Cacciari: ero pronto a sostenere Galan

PADOVA. Massimo Cacciari propose a Giancarlo Galan di candidarsi nuovamente a governatore del Veneto due anni fa e per convincerlo, gli offrì l’appoggio di una Lista Cacciari creata appositamente. La...

    di Giorgio Sbrissa

    PADOVA. Massimo Cacciari propose a Giancarlo Galan di candidarsi nuovamente a governatore del Veneto due anni fa e per convincerlo, gli offrì l’appoggio di una Lista Cacciari creata appositamente. La rivelazione ieri, in una lunga intervista rilasciata nel corso del programma dedicato ai protagonisti del Nordest, condotta da Giorgio Borile su Tv7 TriVeneto Network.

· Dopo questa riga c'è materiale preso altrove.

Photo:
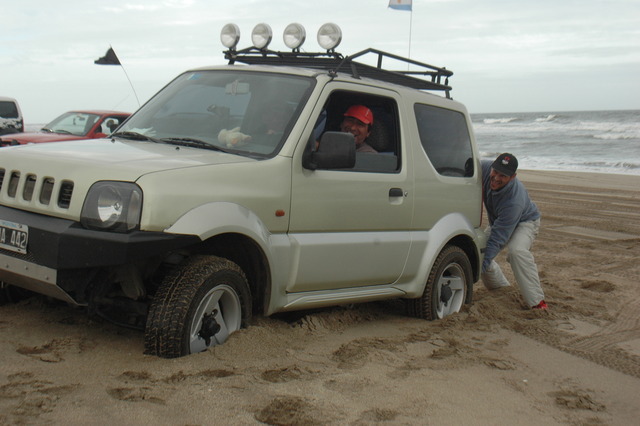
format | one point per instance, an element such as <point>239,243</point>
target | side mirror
<point>337,150</point>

    Cacciari ha continuato: «Ma Galan, forse come non ce l’ho io, non ha la vocazione per fare veramente il politico, che è una professione vera, dura, che ti prende totalmente. O forse non ebbe il coraggio di rompere con Berlusconi».

    E lo vedrebbe sindaco di Padova? Pare intenzionato a ripartire da lì.

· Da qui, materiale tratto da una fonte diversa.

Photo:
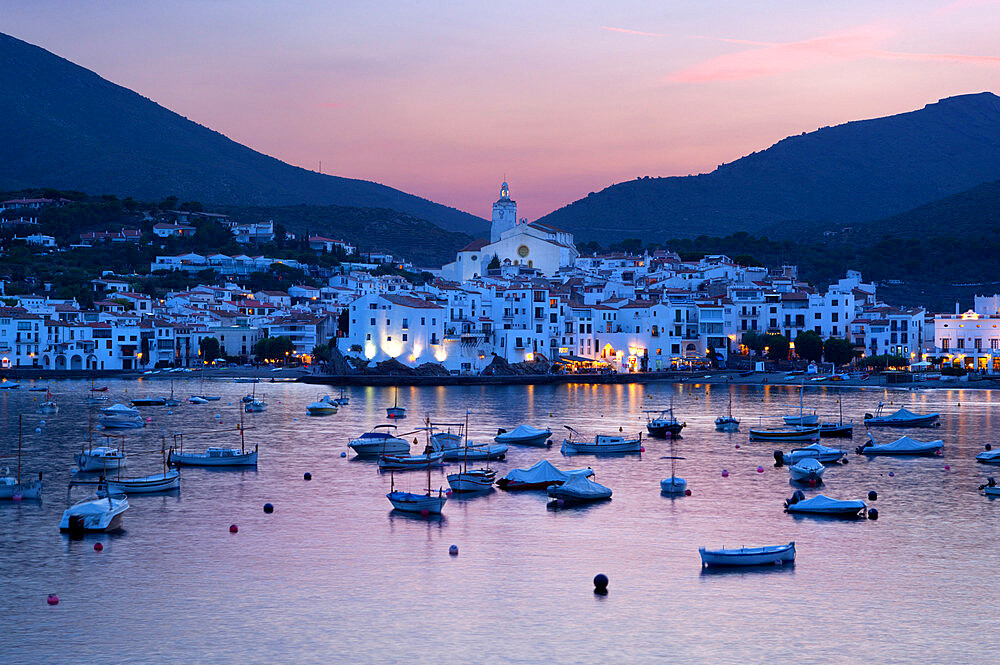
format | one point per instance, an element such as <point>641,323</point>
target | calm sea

    «Glielo sconsiglio, fare il sindaco è molto, ma molto più faticoso che fare il presidente di regione o il ministro. Il suo competitor mi pare sarebbe Ivo Rossi, mi sembra ormai maturo, dopo tanti anni».

    La politica continua a non andare verso Nord.

    «Anche perché ormai sono andati con Montezemolo, e io non sono mai stato in Verso Nord. Ci sono degli amici con cui ho lavorato tanti anni e che stimo, ma io non faccio più politica. Studio e scrivo, partecipo a convegni e seminari, ma con la politica ho chiuso anche se continuo a seguirla, ovviamente, e a commentarla sull’Espresso».

    A tal proposito, ha recentemente definito la Spending Review “pietra tombale sul federalismo”.

    «Come altro definire imposizioni di questa portata senza alcuna discussione e senza distinzione fra virtuosi e viziosi. Senza responsabilità. Eppure Monti resta l’ultima speranza prima del baratro».

    Ma lei crede che un paese di vecchi, con il terzo debito pubblico al mondo, per un terzo controllato dalla criminalità, senza più fiducia politica e in mezzo alla più grave crisi economica della storia moderna, possa salvarsi?

    «Siamo a un passo dal precipizio, ma proprio l’Europa forse ci salverà, perché deve salvare se stessa.E sempre che il ceto politico capisca che bisogna rifondare il Paese e se stesso. Il Pd deve aprire a Monti o comunque al “sistema Monti” che lui ci sia o meno. Ma dev’essere una strada che porta al federalismo. Bevuta la medicina amara, bisogna valorizzare le risorse attraverso l’autonomia degli enti intermedi e locali appunto con il principio della responsabilità. Si abolisca l’uso legale della laurea e le università si facciano concorrenza sul merito ad esempio. Altro che città metropolitane (nel Veneto ce ne sono due a mio parere, Venezia e Verona), e province scompaginate in questo modo».

    E come vede il futuro del Veneto?

    «Dal punto di vista della rappresentanza politica vedo un grande vuoto. Il Pd continua a commettere gli errori di sempre, ma vincerà per la fine contemporanea del bossismo e del berlusconismo».

    E in Veneto?

    «Uguale. Il Pd non ha mai saputo parlare ai veneti. Il Pdl è scomparso e la Lega ha i suoi guai, anche se vedo in Tosi una valida alternativa a Zaia».

    Galan era meglio di Zaia?

    «Il contesto è diverso, Galan era facilitato da un governo amico e dalla disponibilità di altre risorse. Ma per fare il governatore ci vuole anche statura culturale e personalità. Con Galan il Veneto aveva un peso che ora mi pare perduto».